Let me also say that I can still rerun the experiments for the (hopefully 
subsequent) camera-ready version if the problem takes longer to fix.


Cheers,
Ingo


> -----Original Message-----
> From: Müller Ingo <[email protected]>
> Sent: Tuesday, August 10, 2021 5:34 PM
> To: [email protected]
> Subject: RE: Increasing degree of parallelism when reading Parquet files
> 
> Hey Mike!
> 
> Thanks for confirming! I am happy to test any fixes that you may come up with.
> If the happens to be simple and is fixed before Friday, I can still include 
> it in the
> revision I am currently working on ;) Otherwise, it'd be great to be able to
> mention a Jira issue or similar (maybe this mailing list thread is enough?) 
> that I
> can refer to.
> 
> Cheers,
> Ingo
> 
> 
> > -----Original Message-----
> > From: Michael Carey <[email protected]>
> > Sent: Tuesday, August 10, 2021 4:36 PM
> > To: [email protected]
> > Subject: Re: Increasing degree of parallelism when reading Parquet
> > files
> >
> > Ingo,
> >
> > Got it!  It sounds like we indeed have a parallelism performance bug
> > in the area of threading for S3, then.  Weird!  We'll look into it...
> >
> >
> > Cheers,
> >
> > Mike
> >
> >
> > On 8/9/21 11:21 PM, Müller Ingo wrote:
> >
> >
> >     Hey Mike,
> >
> >     Just to clarify: "partitions" is the same thing as I/O devices,
> > right? I have configured 48 of those via "[nc]\niodevices=..." and see
> > the corresponding folders with content show up on the file system.

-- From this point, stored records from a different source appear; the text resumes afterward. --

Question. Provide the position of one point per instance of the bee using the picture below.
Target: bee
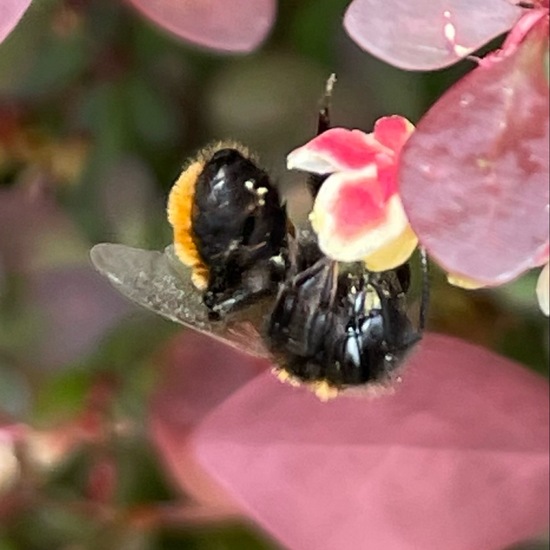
(239, 271)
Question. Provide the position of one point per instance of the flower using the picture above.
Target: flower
(357, 213)
(242, 28)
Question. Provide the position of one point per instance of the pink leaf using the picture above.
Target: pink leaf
(457, 458)
(11, 12)
(426, 34)
(474, 175)
(237, 26)
(201, 373)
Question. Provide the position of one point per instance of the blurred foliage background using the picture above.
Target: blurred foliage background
(98, 111)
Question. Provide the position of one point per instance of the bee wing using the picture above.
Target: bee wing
(159, 282)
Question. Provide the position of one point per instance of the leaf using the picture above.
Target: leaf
(418, 35)
(457, 456)
(474, 175)
(236, 27)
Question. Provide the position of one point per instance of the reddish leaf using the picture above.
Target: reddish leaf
(75, 308)
(457, 458)
(201, 374)
(11, 12)
(238, 26)
(474, 178)
(426, 34)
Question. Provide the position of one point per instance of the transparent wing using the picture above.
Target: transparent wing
(159, 282)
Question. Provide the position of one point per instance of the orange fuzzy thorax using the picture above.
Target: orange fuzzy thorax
(180, 206)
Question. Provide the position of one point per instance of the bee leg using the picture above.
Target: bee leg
(425, 300)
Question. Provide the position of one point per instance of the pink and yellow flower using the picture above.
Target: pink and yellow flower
(357, 214)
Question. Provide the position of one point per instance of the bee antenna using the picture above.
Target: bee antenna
(315, 181)
(425, 299)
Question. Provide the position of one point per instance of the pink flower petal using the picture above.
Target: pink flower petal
(474, 175)
(335, 150)
(543, 290)
(394, 253)
(11, 11)
(353, 217)
(239, 26)
(457, 458)
(426, 34)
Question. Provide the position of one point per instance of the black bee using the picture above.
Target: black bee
(240, 271)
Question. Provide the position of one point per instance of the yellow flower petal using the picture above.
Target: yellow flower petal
(394, 254)
(464, 282)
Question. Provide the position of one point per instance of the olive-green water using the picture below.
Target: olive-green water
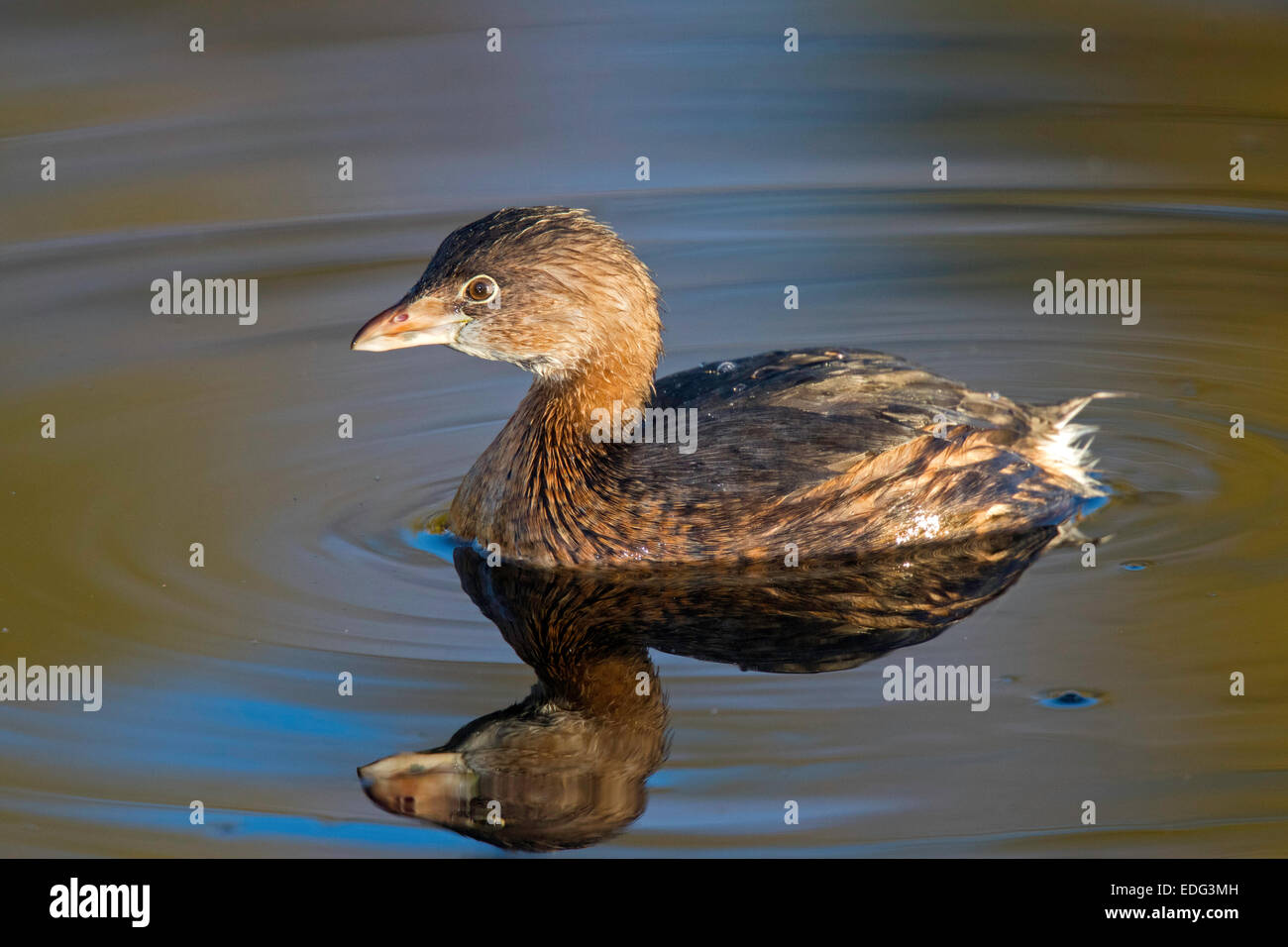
(768, 169)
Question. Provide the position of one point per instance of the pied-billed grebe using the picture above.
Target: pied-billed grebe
(828, 450)
(567, 766)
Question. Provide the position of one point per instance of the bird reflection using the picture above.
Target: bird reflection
(567, 766)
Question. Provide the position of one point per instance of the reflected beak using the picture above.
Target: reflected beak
(425, 321)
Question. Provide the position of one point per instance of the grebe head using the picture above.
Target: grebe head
(549, 289)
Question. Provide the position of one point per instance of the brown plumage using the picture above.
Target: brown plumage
(568, 766)
(832, 450)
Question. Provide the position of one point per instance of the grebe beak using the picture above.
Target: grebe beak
(424, 321)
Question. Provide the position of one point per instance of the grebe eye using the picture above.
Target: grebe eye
(481, 289)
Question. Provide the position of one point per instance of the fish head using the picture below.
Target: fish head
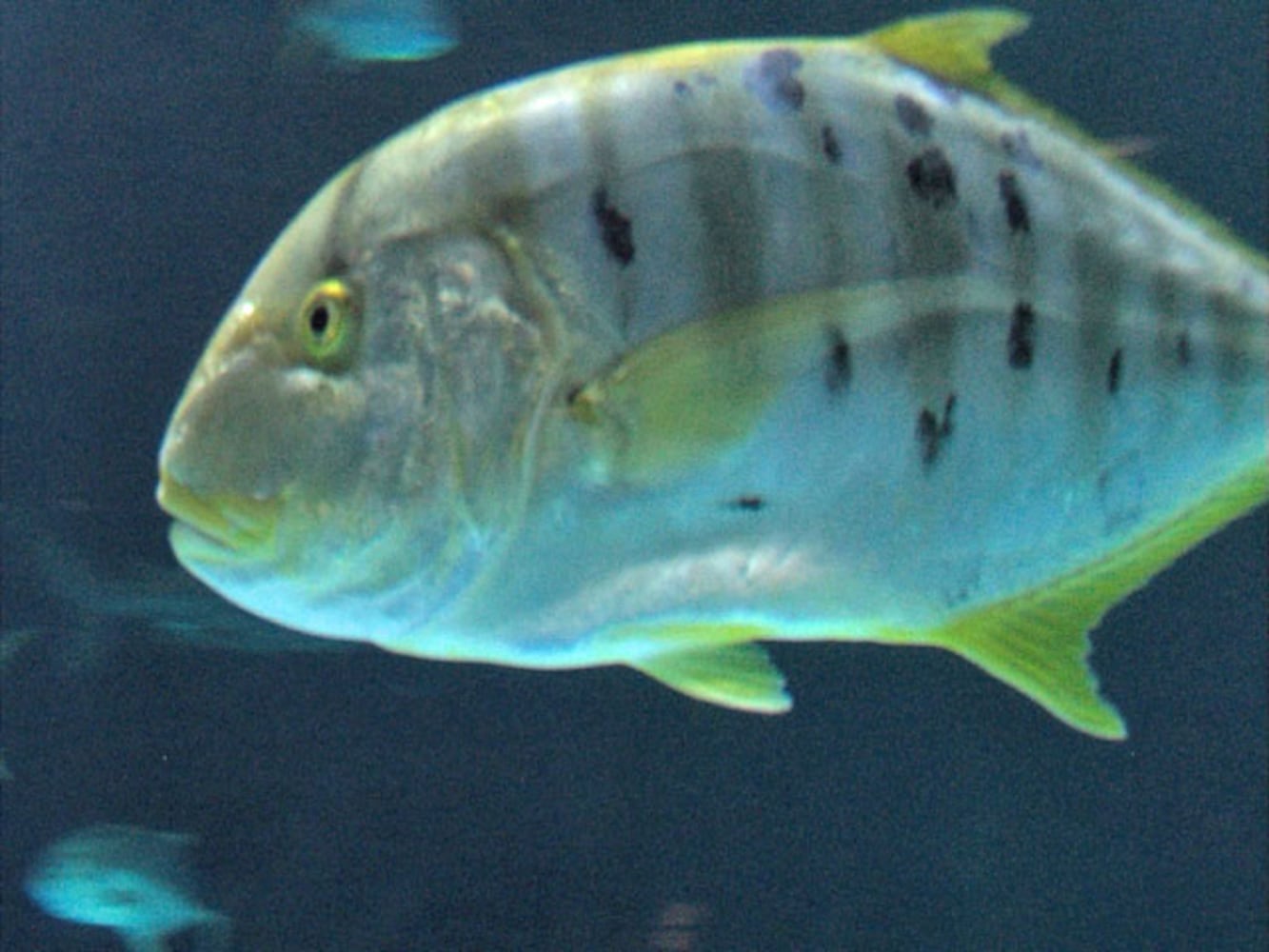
(338, 448)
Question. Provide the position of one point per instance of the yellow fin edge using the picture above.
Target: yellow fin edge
(720, 664)
(1037, 642)
(956, 48)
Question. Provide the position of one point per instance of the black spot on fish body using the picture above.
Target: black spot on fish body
(830, 145)
(932, 178)
(933, 429)
(1016, 206)
(1018, 148)
(1184, 349)
(1115, 371)
(772, 78)
(913, 114)
(1021, 337)
(614, 228)
(837, 364)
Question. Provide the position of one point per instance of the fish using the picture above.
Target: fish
(130, 880)
(651, 360)
(374, 30)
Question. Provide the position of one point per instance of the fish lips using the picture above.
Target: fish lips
(218, 527)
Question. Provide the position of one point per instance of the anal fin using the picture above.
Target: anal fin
(719, 664)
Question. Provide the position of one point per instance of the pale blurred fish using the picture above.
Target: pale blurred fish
(130, 880)
(376, 30)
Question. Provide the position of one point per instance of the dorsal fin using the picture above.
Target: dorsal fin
(955, 48)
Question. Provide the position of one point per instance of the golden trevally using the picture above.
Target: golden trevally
(650, 360)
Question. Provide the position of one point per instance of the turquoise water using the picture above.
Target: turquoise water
(347, 800)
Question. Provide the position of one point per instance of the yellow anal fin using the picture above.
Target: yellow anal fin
(717, 664)
(955, 46)
(1037, 642)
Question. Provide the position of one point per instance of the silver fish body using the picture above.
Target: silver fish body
(655, 357)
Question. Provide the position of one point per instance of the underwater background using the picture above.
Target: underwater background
(347, 800)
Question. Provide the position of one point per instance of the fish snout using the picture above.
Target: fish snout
(218, 526)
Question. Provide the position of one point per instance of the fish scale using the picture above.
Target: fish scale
(648, 360)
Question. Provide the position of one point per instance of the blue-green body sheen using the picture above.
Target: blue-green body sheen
(783, 339)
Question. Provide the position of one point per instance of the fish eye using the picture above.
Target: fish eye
(327, 324)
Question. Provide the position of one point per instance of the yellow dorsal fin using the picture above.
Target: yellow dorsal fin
(955, 48)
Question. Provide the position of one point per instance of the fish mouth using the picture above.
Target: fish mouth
(217, 526)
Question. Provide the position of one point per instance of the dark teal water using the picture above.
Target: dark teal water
(353, 802)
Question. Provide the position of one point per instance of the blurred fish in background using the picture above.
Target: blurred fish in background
(130, 880)
(351, 32)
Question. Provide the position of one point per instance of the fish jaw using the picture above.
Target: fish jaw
(220, 527)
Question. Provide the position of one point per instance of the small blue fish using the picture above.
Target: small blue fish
(130, 880)
(376, 30)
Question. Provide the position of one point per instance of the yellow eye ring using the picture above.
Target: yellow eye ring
(327, 322)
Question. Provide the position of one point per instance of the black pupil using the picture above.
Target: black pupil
(319, 320)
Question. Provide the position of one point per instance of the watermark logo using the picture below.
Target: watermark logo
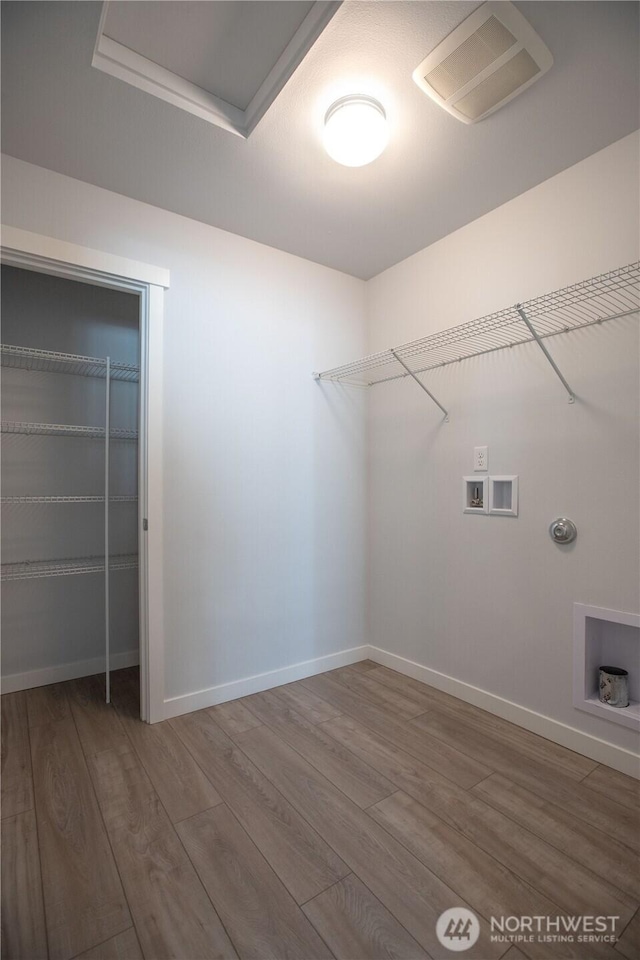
(457, 929)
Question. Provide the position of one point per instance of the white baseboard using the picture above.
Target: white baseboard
(67, 671)
(175, 706)
(585, 743)
(589, 746)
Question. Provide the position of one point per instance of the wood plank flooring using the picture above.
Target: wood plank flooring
(335, 817)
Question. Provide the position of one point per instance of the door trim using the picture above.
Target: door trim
(31, 251)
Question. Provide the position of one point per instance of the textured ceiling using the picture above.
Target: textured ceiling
(279, 187)
(225, 48)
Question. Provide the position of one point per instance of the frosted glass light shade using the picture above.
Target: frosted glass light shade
(355, 130)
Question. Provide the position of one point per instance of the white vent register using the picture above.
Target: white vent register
(489, 59)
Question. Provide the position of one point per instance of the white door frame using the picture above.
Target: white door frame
(31, 251)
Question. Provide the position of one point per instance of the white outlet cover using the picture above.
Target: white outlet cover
(481, 459)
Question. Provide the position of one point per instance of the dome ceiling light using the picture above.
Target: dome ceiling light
(355, 130)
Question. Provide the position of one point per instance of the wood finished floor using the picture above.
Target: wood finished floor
(334, 817)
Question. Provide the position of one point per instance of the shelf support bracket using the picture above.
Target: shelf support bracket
(535, 336)
(421, 384)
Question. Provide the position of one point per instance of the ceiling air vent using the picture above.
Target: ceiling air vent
(490, 58)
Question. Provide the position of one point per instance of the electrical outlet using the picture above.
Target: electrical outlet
(480, 459)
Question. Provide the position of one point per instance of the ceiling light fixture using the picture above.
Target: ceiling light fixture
(355, 130)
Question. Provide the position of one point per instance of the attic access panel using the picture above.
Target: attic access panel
(225, 62)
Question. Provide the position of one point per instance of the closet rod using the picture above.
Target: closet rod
(107, 432)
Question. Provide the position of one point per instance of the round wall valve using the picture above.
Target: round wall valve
(563, 530)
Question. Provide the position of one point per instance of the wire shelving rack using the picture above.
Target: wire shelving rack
(35, 569)
(609, 296)
(118, 499)
(66, 430)
(50, 361)
(47, 361)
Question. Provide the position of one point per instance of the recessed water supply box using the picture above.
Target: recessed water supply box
(503, 496)
(474, 495)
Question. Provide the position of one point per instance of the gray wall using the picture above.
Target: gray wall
(58, 621)
(263, 474)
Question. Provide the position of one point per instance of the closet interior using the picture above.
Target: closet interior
(70, 401)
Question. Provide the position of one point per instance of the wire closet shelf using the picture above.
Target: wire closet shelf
(118, 499)
(606, 297)
(66, 430)
(49, 361)
(32, 569)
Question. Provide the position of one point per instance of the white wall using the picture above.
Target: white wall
(488, 600)
(267, 473)
(264, 474)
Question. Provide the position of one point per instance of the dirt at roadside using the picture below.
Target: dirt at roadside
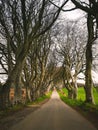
(90, 116)
(16, 117)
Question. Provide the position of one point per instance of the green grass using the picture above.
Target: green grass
(80, 100)
(81, 94)
(18, 107)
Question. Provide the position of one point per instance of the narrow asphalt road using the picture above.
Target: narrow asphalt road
(54, 115)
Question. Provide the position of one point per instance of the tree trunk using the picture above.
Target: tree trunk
(88, 75)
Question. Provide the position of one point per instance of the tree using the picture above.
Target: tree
(72, 50)
(91, 9)
(21, 22)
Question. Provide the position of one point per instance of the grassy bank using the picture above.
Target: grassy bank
(19, 107)
(81, 94)
(88, 110)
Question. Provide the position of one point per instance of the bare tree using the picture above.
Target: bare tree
(21, 22)
(72, 50)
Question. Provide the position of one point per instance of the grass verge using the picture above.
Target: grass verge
(89, 111)
(10, 110)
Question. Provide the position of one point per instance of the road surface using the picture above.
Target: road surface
(54, 115)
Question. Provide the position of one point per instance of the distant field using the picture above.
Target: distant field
(81, 94)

> > When I vary the number of these devices, I see that all other storage
> > format change the degree of parallelism with my queries. That
> > mechanism thus seems to work in general. It just doesn't seem to work
> > for Parquet on S3. (I am not 100% sure if I tried other file formats
> > on S3.)
> >
> >     I have also tried to set compiler.parallelism to 4 for Parquet files
> > on HDFS with a file:// path and did not see any effect, i.e., it used
> > 48 threads, which corresponds to the number of I/O devices. However,
> > with what Dmitry said, I guess that this is expected behavior and the
> > flag should only influence the degree of parallelism after exchanges (which 
> > I
> don't have in my queries).
> >
> >     Cheers,
> >     Ingo
> >
> >
> >
> >             -----Original Message-----
> >             From: Michael Carey <[email protected]>
> > <mailto:[email protected]>
> >             Sent: Monday, August 9, 2021 10:10 PM
> >             To: [email protected]
> > <mailto:[email protected]>
> >             Subject: Re: Increasing degree of parallelism when reading
> Parquet
> > files
> >
> >             Ingo,
> >
> >             Q: In your Parquet/S3 testing, what does your current cluster
> > configuration look
> >             like?  (I.e., how many partitions have you configured it with -
> > physical storage
> >             partitions that is?)  Even though your S3 data isn't stored 
> > inside
> > AsterixDB in this
> >             case, the system still uses that info to decide how many 
> > parallel
> > threads to use
> >             at the base of its query plans.  (Obviously there is room for
> > improvement on that
> >             behavior for use cases involving external storage. :-))
> >
> >
> >             Cheers,
> >
> >             Mike
> >
> >
> >             On 8/9/21 12:28 PM, Müller Ingo wrote:
> >
> >
> >                     Hi Dmitry,
> >
> >                     Thanks a lot for checking! Indeed, my queries do not
> have an
> > exchange.
> >             However, the number of I/O devices has indeed worked well in
> many
> > cases:
> >             when I tried the various VM instance sizes, I always created as
> many
> > I/O devices
> >             as there were physical cores (i.e., half the number of logical
> > CPUs). For internal
> >             storage as well as HDFS (both using the hdfs:// and the file://
> > protocol), I saw
> >             the full system being utilized. However, just for the case of
> > Parquet on S3, I
> >             cannot seem to make it use more than 16 cores.
> >
> >                     Cheers,
> >                     Ingo
> >
> >
> >
> >                             -----Original Message-----
> >                             From: Dmitry Lychagin
> > <[email protected]>
> <mailto:[email protected]>
> >             <mailto:[email protected]>
> > <mailto:[email protected]>
> >                             Sent: Monday, August 9, 2021 9:10 PM
> >                             To: [email protected]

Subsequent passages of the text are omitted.